President Recep Tayyip Erdoğan has once again criticized western countries for their response to the global refugee crisis, describing it as a “crime against humanity.”

“We now have over two million refugees; we could not have left them under the bombs,” Erdoğan said June 21 at a meeting in Istanbul. 

“We could not have acted similar to those who say ‘let them die’ in the Aegean and the Mediterranean,” he added, in a veiled reference to the European Union’s much-criticized stance in the crisis.

“What other countries do and do not do is not our business, we are obliged to the job we have been charged by our faith and our history,” Erdoğan said.

At a meeting a day earlier, Erdoğan said world countries not responding to a global refugee crisis was a “crime against humanity.”

“No country can attain the welfare and peace they desire by closing themselves to the outer world,” the president said on June 20, at an iftar dinner program in Turkey’s southeastern Mardin province.      

He stated countries which refused to open their doors to refugees avoided contributing to Turkey’s refugee response.

“Now, in our country, there are two million refugees.

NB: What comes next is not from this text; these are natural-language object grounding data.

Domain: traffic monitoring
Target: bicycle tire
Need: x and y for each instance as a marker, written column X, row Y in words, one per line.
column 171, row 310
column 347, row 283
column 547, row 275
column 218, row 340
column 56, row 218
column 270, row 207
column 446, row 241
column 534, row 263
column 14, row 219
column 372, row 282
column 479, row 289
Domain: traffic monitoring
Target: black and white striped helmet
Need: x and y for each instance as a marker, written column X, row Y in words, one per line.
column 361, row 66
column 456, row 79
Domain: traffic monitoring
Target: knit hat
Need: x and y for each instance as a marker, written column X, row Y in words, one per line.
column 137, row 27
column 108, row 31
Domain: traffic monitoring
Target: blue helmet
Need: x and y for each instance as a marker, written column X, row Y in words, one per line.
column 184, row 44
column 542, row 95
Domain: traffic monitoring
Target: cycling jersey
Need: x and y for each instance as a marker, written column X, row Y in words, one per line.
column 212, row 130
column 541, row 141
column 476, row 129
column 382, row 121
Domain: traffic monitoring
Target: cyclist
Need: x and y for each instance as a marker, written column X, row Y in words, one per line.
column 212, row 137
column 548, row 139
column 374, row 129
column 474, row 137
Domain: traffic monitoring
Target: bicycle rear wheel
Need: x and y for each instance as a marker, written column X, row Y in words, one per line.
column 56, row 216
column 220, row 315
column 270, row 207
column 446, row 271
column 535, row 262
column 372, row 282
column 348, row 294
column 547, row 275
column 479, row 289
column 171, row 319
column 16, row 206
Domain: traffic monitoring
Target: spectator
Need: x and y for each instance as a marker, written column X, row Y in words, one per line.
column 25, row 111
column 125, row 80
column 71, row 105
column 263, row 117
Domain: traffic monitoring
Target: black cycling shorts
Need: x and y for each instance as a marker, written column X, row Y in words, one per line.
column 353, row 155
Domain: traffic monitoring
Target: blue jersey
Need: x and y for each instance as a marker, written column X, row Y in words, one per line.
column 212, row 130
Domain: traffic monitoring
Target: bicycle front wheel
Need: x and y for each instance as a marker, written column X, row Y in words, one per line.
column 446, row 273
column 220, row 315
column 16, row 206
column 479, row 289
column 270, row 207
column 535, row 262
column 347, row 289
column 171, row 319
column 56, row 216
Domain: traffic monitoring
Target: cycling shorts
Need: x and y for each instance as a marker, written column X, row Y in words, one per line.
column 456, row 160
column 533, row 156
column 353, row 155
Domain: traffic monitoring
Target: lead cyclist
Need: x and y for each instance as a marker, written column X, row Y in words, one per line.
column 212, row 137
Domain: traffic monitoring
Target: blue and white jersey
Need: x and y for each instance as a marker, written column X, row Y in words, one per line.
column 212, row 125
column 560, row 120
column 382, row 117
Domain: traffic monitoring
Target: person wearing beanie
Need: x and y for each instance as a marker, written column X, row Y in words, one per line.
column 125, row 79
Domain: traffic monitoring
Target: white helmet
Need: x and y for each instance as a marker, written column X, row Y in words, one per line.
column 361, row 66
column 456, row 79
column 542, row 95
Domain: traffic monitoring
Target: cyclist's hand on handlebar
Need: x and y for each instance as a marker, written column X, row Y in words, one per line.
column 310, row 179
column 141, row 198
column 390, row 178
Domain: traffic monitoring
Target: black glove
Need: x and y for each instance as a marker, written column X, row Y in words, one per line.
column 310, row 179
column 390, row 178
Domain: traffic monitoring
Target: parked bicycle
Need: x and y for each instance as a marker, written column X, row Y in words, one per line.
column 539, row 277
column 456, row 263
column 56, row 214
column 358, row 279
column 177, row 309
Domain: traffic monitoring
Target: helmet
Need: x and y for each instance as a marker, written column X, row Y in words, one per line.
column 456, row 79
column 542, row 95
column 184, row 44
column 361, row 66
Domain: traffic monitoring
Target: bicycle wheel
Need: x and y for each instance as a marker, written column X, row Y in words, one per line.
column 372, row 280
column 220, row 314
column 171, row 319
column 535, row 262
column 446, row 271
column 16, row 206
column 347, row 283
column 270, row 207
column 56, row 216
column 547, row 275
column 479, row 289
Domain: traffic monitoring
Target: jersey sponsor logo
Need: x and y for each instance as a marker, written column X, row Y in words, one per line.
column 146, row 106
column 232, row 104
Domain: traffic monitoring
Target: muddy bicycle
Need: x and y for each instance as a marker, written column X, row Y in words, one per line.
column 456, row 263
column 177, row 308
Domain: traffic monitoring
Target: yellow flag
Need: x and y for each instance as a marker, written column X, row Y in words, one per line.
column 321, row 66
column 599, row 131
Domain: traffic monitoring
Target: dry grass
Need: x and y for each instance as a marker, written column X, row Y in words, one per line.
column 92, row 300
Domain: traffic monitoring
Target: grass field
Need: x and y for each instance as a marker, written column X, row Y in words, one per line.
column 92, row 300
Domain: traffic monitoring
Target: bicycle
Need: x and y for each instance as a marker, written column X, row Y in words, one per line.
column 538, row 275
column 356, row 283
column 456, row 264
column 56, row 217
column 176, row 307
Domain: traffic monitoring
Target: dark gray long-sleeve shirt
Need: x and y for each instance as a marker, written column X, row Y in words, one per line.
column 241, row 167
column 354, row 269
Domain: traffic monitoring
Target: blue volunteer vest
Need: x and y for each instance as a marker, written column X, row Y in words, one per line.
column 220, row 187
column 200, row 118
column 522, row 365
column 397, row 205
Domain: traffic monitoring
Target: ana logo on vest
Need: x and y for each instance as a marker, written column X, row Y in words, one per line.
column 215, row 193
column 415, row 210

In Europe as a whole, this figure is not even 200,000,” he said. “We did not abandon any victims or those oppressed at the hands of the cruel, and never will.”

Erdoğan noted Ankara sought peace and protection of the rights for all peoples in the region, and not for any single ethnicity or faith group.

Erdoğan thanked U.N. High Commissioner for Refugees (UNHCR) Antonio Guterres and Hollywood star and UNHCR Goodwill Ambassador Angelina Jolie for their visit to Turkey June 20.

There are currently 25 refugee camps hosting Syrians in Turkey, 16 of which are container cities with the remaining nine consisting of tents.

Turkey shares a 900-kilometer border with Syria and has sheltered more than 1.7 million Syrians, according to the U.N., with more arriving because of ongoing bloodshed in the war-torn country.

According to government figures, the country has spent more than $6 billion so far on refugees while the international community’s help has amounted to some $300 million.

The Turkish president also criticized the major powers’ laissez-faire response to the Democratic Union Party (PYD) taking over the Tal Abyad district in northern Syria near the Turkish border. Any solution that was incompatible with the region’s history, sociology and demographics would not work, Erdoğan stressed.

Fighting between Kurdish forces and Islamic State of Iraq and the Levant (ISIL) militants around Tal Abyad has fueled a new wave of desperate civilians trying to escape.

According to Turkish officials, a total of 20,997 Syrian refugees fleeing clashes in Tal Abyad have entered Turkey’s southeastern Sanliurfa province through the Akcakale border crossing in the past two weeks.